7) DLQs, retries, and poison pills

  • Transient failures: retry with exponential backoff + jitter.
  • Permanent/validation errors: don’t spin forever—dead‑letter after N attempts and alert.
  • Keep per‑message attempt count and last_error (header or store).
  • Build a replay tool to re‑enqueue DLQ messages after a fix.

8) Observability & ops

  • Metrics: processed_total, duplicates_total, dlq_total, processing_latency_ms, inflight, backlog_depth.
  • Logs: include msg_id, key, attempt, partition, offset.
  • Traces: one span per message with events for dedupe hit and retry.
  • Run compaction/TTL on the inbox (e.g., keep 7–30 days) if msg_id space is unique per system.
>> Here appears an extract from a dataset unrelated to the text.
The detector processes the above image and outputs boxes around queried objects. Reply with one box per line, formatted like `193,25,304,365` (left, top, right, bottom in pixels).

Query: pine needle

9) Myth vs reality quick table

| Claim | Reality | What to do | |---|---|---| | “Our broker is exactly‑once.” | Maybe within the broker/processor; not across your DB, email, payments, etc. | Idempotency + inbox/outbox + atomic commits | | “We need global ordering.” | Expensive and brittle; most needs are per‑entity order. | Key by entity; encode sequence if needed | | “Dedup is expensive.” | It’s a single INSERT ... ON CONFLICT DO NOTHING. | Add inbox table + TTL/compaction | | “FIFO queues fix everything.” | Help per group; dedup window limited. | Still implement consumer dedupe |


Pitfalls & fast fixes

| Pitfall | Why it hurts | Fix | |---|---|---| | Commit/ack before persistence | Lost work or dup effects | Commit/ack after DB txn | | No dedupe | Double side effects (emails, charges) | Inbox table + idempotent writes | | Global ordering assumption | Throughput cliff | Use per‑key ordering; shard workers | | Long retry storms | Thundering herd | Backoff + jitter; cap attempts; DLQ | | Using timestamps as IDs | Collisions/clock skew | Use UUIDv4/ULID or broker offsets | | Infinite DLQ | Silent data loss | Alert, replay tooling, dashboards |


Quick checklist

  • [ ] Define your id strategy (UUID/ULID or broker offsets) for dedupe.
  • [ ] Add an inbox table with PRIMARY KEY (msg_id) + TTL/compaction.
  • [ ] Make handlers idempotent (UPSERT/natural keys).
  • [ ] Use outbox for publishing events with your DB writes.
  • [ ] Key streams for per‑entity ordering; shard workers by key.
  • [ ] DLQ + retry policy with backoff + jitter; instrument metrics.

One‑minute adoption plan

  1. Add an inbox table and wrap handlers in a DB transaction with INSERT ... ON CONFLICT DO NOTHING.
  2. Switch consumer commits/acks to after successful persistence.
  3. Introduce an outbox in your write path and a relay to publish it.
  4. Choose and enforce per‑key partitioning; cap concurrency per key.
  5. Ship DLQ with retry/backoff and basic dashboards for backlog + duplicates.